不埒な専務はおねだーりん
おねだり4:キスをしてくれないか?

鼻先5センチ。

それこそ一瞬でキスが出来そうな距離で、しどろもどろになりながらも今度こそ篤典さんを諫める。

「な、ななな何言ってんですか、もう!!冗談でもそんなこと言ったらダメですよ?」

キスして欲しいなんて、また誰かに聞かれたらとんでもない事態になってしまうではないか。

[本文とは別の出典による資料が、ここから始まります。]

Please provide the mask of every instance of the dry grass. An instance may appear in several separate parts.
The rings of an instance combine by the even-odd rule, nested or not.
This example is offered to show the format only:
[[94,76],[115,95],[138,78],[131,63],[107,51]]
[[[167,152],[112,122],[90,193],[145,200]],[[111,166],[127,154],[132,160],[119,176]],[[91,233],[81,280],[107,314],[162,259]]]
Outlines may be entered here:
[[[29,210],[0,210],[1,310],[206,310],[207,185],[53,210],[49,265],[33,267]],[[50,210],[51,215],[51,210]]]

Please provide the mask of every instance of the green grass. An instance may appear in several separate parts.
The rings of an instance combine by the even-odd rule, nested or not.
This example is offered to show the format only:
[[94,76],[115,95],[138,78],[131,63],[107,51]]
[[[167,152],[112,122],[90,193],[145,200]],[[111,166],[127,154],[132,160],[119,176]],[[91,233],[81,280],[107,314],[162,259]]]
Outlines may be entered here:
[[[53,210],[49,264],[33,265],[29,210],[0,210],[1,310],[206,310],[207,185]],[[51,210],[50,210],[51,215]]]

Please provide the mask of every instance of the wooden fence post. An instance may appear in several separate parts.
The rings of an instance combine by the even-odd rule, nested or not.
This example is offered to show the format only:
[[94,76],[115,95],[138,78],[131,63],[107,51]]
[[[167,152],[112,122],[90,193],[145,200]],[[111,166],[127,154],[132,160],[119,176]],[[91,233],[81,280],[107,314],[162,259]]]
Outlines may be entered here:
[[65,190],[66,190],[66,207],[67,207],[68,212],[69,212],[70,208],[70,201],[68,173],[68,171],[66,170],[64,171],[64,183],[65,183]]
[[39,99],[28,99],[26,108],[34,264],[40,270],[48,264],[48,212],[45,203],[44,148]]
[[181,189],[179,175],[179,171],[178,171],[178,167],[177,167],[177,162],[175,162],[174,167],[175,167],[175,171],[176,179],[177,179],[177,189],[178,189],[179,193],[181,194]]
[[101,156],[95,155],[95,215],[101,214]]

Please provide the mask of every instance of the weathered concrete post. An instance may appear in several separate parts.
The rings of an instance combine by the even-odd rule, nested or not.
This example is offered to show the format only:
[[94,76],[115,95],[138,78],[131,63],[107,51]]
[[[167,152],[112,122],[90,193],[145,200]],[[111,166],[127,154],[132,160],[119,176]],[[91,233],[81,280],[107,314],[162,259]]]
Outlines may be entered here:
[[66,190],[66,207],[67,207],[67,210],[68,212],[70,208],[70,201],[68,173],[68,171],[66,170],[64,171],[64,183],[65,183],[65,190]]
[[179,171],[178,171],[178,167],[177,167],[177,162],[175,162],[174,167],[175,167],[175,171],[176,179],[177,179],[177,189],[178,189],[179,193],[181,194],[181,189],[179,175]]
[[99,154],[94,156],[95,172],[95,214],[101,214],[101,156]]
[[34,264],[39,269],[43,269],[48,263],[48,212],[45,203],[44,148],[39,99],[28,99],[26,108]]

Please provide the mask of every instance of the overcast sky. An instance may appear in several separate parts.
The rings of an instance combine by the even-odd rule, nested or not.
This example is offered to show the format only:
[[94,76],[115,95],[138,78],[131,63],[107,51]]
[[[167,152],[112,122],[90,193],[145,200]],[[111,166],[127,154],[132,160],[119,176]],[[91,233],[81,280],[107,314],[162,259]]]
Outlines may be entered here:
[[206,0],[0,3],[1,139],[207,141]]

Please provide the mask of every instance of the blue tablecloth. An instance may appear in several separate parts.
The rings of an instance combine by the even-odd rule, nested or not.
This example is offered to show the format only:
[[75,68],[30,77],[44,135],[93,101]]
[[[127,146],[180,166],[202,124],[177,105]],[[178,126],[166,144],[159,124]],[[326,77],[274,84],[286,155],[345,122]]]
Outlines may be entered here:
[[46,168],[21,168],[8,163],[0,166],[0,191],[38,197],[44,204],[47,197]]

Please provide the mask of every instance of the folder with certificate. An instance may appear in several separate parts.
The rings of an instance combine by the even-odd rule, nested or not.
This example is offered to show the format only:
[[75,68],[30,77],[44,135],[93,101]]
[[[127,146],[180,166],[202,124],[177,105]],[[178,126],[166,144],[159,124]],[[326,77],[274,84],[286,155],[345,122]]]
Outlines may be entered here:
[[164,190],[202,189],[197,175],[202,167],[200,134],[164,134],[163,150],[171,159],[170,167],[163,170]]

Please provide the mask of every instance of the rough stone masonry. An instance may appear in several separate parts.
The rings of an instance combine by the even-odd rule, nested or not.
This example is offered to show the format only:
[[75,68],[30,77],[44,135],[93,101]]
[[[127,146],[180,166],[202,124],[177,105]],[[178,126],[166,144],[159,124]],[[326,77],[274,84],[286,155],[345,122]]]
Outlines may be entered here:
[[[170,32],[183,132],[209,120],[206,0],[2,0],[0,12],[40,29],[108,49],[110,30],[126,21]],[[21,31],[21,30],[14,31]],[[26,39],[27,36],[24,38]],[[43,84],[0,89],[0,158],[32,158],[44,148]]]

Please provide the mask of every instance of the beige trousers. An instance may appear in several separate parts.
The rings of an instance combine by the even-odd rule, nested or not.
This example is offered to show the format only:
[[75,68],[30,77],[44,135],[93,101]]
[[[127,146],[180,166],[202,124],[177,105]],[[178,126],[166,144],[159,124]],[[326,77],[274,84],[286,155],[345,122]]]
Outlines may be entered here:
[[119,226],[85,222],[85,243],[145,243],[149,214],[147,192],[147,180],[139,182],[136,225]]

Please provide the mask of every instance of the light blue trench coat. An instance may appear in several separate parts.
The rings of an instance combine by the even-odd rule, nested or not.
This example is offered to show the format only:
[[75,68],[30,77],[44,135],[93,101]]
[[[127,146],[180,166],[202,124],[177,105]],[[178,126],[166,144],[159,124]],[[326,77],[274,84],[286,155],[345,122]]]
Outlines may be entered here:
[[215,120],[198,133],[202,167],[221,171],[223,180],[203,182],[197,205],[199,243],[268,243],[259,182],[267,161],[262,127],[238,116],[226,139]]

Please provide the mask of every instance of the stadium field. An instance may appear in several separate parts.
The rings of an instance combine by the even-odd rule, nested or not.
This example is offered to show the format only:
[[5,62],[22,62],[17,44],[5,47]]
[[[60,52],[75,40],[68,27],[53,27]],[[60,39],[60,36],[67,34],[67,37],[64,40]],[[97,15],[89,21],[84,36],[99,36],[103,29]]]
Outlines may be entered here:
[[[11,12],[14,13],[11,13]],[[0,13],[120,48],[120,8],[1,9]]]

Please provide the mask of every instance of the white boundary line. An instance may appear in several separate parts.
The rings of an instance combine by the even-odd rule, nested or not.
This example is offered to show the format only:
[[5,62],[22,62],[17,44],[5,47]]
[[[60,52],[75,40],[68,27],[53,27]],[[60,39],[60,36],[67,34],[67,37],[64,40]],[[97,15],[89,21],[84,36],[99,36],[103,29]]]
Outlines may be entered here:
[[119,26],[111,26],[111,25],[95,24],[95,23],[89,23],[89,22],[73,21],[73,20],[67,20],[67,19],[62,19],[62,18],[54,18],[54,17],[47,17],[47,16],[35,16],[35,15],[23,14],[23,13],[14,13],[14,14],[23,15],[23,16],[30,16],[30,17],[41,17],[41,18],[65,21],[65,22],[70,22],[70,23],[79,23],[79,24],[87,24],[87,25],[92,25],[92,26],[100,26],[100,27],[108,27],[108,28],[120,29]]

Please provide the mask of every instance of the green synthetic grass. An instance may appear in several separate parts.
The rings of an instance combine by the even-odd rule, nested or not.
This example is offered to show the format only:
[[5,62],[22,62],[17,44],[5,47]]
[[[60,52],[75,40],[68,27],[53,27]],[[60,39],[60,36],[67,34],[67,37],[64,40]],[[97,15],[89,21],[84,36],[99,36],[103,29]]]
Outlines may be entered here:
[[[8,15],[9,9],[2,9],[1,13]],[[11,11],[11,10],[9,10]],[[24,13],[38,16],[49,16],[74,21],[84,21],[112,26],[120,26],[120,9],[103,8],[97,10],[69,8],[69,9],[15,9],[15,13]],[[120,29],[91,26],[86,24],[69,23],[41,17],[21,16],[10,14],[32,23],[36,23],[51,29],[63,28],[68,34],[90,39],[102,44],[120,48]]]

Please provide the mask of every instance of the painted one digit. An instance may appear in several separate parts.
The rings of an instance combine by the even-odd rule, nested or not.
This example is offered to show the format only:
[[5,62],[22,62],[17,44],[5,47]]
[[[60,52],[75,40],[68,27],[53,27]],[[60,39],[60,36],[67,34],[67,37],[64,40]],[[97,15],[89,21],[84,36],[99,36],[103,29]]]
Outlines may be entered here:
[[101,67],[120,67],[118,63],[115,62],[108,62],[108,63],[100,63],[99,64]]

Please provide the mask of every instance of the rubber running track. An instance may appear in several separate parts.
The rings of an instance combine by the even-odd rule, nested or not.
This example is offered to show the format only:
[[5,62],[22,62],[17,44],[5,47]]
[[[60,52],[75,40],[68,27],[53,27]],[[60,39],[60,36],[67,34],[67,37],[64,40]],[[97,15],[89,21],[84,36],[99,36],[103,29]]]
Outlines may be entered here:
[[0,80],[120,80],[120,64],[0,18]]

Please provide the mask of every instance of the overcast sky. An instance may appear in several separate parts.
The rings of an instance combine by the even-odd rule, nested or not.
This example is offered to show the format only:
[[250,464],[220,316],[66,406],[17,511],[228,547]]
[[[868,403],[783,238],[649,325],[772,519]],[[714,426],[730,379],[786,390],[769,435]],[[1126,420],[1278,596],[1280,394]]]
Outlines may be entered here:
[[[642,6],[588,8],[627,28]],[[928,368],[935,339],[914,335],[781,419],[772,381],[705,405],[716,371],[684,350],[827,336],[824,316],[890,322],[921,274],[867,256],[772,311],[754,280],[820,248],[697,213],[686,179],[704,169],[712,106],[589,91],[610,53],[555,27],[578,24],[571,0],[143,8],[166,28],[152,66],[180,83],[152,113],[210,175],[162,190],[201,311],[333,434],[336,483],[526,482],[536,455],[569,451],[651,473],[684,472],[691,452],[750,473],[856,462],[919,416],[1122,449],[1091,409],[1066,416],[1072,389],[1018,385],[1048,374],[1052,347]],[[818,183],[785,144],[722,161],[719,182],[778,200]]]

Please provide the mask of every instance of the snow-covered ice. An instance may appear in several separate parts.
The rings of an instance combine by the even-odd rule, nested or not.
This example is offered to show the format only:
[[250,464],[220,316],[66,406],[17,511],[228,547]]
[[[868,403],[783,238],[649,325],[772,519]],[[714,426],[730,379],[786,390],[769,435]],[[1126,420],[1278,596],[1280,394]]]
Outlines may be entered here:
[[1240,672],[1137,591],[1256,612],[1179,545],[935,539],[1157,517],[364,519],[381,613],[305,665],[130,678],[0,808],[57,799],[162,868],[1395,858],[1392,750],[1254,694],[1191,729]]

笑い飛ばして誤魔化そうとしたが、篤典さんは至って真面目に言うのであった。

「早く、かずさ。また浜井くんに邪魔されないとも限らないからね」

篤典さんはシイッと声を潜めるように促して、お口チャックと親指で私の唇を撫でた。

唇を撫でられて背筋がぞわっとしたのは、どことなく香ってきた篤典さんの色気に当てられたからだ。

つまり、それだけ本気だということだ。

は、早くって言われましても!!

(キスなんてできるはずないでしょ!?)

オフィスだから、勤務中だからという理由が通じる人なら、今まで苦労してきていない。

「かずさ、まだなのかい?」

篤典さんは強固な姿勢を緩めることなくキスをせがむ。これまでのおねだりと違って譲歩する気配が一切感じられない。